Description
The cornerstone of psychometrics –factor analytical methods –is designed for the interpretable dimensional reduction of response accuracy vector data. This approach can be likened to Variational AutoEncoders (VAEs) with shallow decoders (Urban & Bauer, 2021). However, it is not suitable for analyzing raw process data due to its inability to account for autoregressive dependencies within sequential data. To address such dependencies, various Recurrent Neural Network (RNN) architectures have been proposed, including Variational Recurrent AutoEncoders (VRAEs; Fabius & Van Amersfoort, 2014). This type of RNN creates vector representations of sequential data and reconstructs sequences while preserving autoregressive dependencies.
In this presentation, we propose two custom, interpretation-based recurrent units –one for encoding and one for decoding sequences –tailored for analyzing behavioral data. Both units utilize gating mechanisms to mitigate the vanishing and exploding gradient problem (Hochreiter et al., 2001) while preserving interpretability.

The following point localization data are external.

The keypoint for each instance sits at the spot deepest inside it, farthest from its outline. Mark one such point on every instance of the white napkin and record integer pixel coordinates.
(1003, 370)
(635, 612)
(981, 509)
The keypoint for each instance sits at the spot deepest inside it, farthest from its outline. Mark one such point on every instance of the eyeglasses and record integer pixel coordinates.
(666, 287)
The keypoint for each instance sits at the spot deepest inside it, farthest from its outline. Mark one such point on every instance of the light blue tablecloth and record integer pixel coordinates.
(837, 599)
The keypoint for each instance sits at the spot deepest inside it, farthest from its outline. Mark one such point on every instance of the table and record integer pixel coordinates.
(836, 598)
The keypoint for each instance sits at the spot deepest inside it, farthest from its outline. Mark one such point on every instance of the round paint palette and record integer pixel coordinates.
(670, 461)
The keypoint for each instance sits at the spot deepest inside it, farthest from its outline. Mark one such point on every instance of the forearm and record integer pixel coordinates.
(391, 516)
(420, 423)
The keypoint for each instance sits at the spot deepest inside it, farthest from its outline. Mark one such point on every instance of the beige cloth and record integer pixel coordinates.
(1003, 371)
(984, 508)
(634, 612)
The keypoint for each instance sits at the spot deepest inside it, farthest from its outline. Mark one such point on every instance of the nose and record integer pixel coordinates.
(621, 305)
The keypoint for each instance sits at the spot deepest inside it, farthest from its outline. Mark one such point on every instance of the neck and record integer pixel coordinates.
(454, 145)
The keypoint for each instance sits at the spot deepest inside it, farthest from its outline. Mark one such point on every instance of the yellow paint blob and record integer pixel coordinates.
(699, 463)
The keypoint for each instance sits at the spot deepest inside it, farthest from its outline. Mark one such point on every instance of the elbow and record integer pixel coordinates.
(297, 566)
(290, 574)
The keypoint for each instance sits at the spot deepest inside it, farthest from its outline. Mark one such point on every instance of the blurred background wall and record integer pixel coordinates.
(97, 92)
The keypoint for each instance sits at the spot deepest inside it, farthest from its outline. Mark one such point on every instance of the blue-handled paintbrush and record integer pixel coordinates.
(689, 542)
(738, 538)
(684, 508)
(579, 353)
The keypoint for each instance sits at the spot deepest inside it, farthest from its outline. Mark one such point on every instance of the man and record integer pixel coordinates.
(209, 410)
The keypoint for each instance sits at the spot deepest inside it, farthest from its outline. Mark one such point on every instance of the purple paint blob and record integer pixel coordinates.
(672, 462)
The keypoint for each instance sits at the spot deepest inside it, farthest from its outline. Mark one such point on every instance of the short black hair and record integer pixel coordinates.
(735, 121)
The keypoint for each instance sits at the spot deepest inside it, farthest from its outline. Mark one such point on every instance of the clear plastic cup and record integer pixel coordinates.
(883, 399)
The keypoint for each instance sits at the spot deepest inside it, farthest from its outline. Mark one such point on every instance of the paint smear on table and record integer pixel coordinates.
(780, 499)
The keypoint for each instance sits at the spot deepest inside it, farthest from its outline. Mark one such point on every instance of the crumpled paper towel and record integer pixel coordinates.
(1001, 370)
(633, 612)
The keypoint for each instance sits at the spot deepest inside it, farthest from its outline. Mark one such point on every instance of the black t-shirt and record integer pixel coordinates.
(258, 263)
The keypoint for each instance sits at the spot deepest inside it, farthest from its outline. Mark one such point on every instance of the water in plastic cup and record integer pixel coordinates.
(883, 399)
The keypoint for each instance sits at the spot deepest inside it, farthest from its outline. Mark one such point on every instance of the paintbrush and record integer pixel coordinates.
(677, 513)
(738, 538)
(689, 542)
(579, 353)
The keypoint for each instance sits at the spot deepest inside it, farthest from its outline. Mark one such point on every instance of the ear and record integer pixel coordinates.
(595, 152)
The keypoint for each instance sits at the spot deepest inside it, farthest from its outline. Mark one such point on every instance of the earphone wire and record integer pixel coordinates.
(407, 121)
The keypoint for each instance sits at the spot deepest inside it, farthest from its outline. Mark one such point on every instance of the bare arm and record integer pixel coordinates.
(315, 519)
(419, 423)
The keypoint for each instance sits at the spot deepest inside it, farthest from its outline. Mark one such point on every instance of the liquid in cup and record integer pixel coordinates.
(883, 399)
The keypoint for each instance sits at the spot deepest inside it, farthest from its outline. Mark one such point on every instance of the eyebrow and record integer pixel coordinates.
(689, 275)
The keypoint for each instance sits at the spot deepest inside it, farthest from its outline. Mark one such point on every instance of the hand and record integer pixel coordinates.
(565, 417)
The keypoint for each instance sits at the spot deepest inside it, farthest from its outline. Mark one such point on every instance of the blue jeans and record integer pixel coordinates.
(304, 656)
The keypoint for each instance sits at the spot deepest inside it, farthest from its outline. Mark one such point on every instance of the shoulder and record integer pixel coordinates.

The Recurrent Encoding Behavioral Unit (REBU) is inspired by the Long Short-Term Memory unit (Hochreiter & Schmidhuber, 1997), whereas the Recurrent Decoding Behavioral Unit (RDBU) is developed from contemporary psychological theories on Person-Situation Interactions (Furr & Funder, 2018). The RDBU accounts for situational strength (environmental cues regarding the desirability of potential behaviors) and situational affordances (contextual features enabling the expression of specific traits), resulting in an interpretable decoder structure similar to the VAE-based approach to factor analysis. The architecture consists of two information channels: Long-Term Memory (LTM) and Short-Term Memory (STM). The LTM channel stores information about the vector representation throughout the entire sequence, while the STM channel is responsible for capturing first-order autoregressive dependencies. In RDBU, LTM satisfies the principle of “factor scores”by remaining constant throughout the sequence. This ensures that the learned latent representations are independent of the reconstruction process.
For our analysis, we used log data from 315 higher education students who participated in the Critical Online Reasoning assessment (Molerov et al., 2020). In this scenario-based assessment, students were presented with a problem that lacked a clearly definitive correct answer and were instructed to search online for relevant information. Over the course of 20 minutes, they conducted a brief Internet search and compiled a short essay based on the arguments they discovered. During this process, their search history and actions were tracked.
In our analysis, websites are treated as situational contexts, and clickstream data as actions. The results suggest that it is possible to both generate and interpret vector representations of students’ action sequences with acceptable model quality metrics (ROUGE-L and BLEU scores of approximately 0.7).
We also discuss common challenges associated with VRAEs (and their potential solutions). These challenges include longer training times compared to vector-to-vector VAEs; the rare token problem (Yu et al., 2021) which can be addressed through the introduction of “unknown”tokens and balanced reconstruction loss; and posterior collapse, which can be mitigated using input and output STM dropout (Gal & Ghahramani, 2016) combined with KLD annealing (Bowman et al., 2015). Finally, we outline directions for future research.